Thank you, to all the Lay away Angels that made Christmas perfect for many families..... Who ever you all are will be blessed for your Secret Santa ( Much Love and thanks to those that have not said it )
Some people think that it is the true meaning of Christmas to give to others,I don't mean presents that they don't truly need but something that they require.Maybe this feeling can spread beyond Christmas?
Wonderful piece Christy.
I only managed to stem the tears because my little one was running in and out.
May you have a wonderful Christmas and an incredibly successful New Year.
cool.
thanks.
meowy chrismtas all
When I was a teenager (LONG time ago...LOL) my mom's response to my insistence that there was something I just "have to have!" was a saying I just hated: "You think you have a problem because you have no shoes, until you meet someone who has no feet!" I finally got the message as I got older, and take great joy in helping out whenever I can with friends as well as people I don't know. It was the driving force in becoming a Hospice Volunteer many years ago - and I am still grateful to be of service wherever and whenever I can. THAT'S what it's all about when you figure out there are no divisions and we really are all ONE. Blessed Be!

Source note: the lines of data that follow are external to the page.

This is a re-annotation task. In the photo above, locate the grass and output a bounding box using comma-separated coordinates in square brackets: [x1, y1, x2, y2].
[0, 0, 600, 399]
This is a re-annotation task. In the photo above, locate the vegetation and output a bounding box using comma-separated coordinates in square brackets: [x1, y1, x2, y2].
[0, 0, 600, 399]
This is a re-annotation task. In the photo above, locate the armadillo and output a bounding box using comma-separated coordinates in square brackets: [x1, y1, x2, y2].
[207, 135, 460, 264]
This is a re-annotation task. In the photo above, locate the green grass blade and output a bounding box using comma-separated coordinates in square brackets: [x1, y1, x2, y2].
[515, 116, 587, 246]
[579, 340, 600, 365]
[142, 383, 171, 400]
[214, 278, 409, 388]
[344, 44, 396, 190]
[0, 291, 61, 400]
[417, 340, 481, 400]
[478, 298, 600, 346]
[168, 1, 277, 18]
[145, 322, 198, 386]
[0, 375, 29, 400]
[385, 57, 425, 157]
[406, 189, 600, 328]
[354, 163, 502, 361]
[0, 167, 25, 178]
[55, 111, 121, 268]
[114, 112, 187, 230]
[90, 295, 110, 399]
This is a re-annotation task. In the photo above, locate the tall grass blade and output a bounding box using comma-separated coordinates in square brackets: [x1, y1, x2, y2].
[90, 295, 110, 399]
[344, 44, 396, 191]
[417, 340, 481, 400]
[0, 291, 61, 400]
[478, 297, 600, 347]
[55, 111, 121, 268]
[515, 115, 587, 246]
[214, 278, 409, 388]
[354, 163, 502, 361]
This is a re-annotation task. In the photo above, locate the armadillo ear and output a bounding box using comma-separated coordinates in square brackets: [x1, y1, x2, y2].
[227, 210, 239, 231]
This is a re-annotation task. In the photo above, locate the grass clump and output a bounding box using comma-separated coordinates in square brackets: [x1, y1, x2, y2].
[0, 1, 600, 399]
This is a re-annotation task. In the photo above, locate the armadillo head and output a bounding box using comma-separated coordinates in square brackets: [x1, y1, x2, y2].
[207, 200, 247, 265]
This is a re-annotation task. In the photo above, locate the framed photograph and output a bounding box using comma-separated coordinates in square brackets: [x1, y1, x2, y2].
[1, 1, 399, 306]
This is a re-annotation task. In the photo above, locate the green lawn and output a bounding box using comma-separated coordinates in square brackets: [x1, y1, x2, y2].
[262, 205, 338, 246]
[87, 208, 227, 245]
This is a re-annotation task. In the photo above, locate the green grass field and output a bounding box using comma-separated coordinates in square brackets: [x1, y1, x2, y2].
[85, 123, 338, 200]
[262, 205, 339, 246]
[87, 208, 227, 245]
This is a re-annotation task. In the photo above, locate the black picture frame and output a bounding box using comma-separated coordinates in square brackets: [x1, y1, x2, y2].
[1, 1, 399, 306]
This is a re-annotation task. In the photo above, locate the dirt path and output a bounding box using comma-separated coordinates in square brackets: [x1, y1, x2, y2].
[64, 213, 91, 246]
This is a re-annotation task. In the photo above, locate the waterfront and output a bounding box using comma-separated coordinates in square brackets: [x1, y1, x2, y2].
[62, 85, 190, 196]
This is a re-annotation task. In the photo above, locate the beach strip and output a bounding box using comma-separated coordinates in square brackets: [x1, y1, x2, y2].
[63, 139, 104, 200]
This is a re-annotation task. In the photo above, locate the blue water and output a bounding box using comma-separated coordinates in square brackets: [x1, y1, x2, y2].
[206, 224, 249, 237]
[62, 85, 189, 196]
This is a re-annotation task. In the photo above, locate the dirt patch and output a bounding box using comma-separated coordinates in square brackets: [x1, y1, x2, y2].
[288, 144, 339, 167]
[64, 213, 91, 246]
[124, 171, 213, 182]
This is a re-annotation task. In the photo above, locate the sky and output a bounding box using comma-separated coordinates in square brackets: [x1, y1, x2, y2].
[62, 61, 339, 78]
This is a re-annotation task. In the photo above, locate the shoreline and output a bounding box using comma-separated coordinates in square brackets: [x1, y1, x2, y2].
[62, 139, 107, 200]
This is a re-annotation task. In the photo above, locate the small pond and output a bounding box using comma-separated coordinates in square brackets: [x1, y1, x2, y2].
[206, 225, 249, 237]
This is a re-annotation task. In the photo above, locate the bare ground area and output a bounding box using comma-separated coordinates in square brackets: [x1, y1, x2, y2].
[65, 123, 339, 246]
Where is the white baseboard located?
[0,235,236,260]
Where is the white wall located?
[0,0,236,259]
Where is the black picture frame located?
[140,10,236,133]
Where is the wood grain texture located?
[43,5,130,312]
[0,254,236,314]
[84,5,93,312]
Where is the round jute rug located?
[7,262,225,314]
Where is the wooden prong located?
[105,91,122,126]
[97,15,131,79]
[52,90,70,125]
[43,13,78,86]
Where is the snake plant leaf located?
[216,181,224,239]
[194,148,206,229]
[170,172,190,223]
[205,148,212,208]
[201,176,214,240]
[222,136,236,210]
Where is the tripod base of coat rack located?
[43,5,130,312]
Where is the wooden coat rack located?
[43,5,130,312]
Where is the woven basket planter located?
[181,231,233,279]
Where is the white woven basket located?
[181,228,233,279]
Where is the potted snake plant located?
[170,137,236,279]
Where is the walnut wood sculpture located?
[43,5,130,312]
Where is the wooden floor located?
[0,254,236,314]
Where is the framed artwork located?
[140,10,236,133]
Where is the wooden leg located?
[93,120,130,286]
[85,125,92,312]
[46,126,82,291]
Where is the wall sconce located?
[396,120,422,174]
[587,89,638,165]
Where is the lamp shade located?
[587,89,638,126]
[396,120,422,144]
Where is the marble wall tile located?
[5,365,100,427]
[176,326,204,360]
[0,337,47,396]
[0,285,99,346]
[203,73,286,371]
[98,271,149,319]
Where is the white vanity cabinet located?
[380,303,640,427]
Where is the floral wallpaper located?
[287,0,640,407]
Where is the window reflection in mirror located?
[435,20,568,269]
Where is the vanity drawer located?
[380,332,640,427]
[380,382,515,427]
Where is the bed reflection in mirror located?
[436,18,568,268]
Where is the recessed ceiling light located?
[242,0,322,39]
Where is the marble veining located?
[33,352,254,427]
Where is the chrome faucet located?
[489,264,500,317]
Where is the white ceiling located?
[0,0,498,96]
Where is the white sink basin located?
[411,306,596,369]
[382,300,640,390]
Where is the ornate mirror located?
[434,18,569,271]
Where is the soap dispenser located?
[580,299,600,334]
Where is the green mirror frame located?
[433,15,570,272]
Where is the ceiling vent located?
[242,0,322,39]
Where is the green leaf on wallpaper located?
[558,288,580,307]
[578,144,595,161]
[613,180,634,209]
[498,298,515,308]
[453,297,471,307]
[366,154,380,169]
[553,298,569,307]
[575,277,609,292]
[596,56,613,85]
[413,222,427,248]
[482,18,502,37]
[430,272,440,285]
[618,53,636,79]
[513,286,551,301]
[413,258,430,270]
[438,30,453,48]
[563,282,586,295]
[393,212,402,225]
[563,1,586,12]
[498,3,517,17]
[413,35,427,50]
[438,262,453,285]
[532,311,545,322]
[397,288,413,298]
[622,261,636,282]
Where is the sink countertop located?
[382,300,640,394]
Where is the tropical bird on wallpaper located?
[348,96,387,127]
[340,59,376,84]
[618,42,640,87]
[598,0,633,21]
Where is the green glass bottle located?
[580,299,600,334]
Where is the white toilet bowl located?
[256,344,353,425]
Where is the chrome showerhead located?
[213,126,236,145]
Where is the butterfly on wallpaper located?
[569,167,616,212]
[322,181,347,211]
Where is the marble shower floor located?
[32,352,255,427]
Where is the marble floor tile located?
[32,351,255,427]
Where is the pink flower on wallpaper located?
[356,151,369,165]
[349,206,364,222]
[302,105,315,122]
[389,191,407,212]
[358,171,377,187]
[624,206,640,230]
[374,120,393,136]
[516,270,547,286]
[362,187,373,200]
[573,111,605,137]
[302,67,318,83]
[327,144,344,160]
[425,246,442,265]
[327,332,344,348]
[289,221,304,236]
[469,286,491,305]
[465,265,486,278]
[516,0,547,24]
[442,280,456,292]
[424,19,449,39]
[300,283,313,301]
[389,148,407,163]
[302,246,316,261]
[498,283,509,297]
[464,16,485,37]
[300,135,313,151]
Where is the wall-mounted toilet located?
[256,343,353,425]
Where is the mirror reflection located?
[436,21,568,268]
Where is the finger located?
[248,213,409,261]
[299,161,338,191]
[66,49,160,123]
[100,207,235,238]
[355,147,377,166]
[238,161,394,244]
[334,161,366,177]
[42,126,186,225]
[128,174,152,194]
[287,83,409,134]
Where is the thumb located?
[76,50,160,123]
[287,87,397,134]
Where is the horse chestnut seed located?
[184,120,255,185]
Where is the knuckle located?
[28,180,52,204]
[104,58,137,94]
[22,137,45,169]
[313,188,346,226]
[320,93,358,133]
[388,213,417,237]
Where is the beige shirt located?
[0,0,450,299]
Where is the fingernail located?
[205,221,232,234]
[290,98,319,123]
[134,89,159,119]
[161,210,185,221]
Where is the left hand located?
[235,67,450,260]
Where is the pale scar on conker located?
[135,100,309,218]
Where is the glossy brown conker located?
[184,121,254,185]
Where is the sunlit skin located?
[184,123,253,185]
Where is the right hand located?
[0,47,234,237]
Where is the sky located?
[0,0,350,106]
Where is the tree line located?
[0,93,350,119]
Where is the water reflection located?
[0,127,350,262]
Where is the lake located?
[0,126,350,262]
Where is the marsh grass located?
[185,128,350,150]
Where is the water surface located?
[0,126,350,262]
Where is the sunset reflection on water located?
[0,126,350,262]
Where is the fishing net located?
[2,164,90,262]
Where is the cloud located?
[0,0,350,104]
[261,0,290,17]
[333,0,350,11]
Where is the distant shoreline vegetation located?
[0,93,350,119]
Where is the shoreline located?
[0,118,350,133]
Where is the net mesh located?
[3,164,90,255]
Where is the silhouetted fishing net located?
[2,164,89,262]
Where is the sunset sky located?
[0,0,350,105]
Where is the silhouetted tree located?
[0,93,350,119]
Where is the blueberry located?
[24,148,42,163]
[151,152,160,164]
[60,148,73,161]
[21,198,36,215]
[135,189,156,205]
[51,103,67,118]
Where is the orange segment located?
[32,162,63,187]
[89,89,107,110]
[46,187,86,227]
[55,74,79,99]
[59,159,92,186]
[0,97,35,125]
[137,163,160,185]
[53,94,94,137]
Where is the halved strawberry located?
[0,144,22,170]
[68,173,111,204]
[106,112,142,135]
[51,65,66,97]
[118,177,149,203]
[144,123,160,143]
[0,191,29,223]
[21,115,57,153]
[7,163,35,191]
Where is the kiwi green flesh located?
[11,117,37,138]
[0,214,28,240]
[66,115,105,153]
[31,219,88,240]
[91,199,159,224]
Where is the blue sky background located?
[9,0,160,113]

As I sit here with tears running down my cheeks I think of my friend Ricki and how she continues to reach out to me and give me little things I don't have. Last night she took me out to a lovely restaurant and then to a Christmas show. I am continually overwhelmed by her generosity and every time I thank her she says how she has money and is so glad to share it with a friend. Sometimes I feel it's my karma because 20 years ago when I had extra money and living in NYC I gave a homeless guy my sleeping bag and would buy easy food things and hand them out. Even today if I can I pick up a box of granola bars and hand them out to the vets begging on the street corners.
It's the good people that will save this world. The kind and compassionate, the givers not the takers. I thank them all from the bottom of my heart.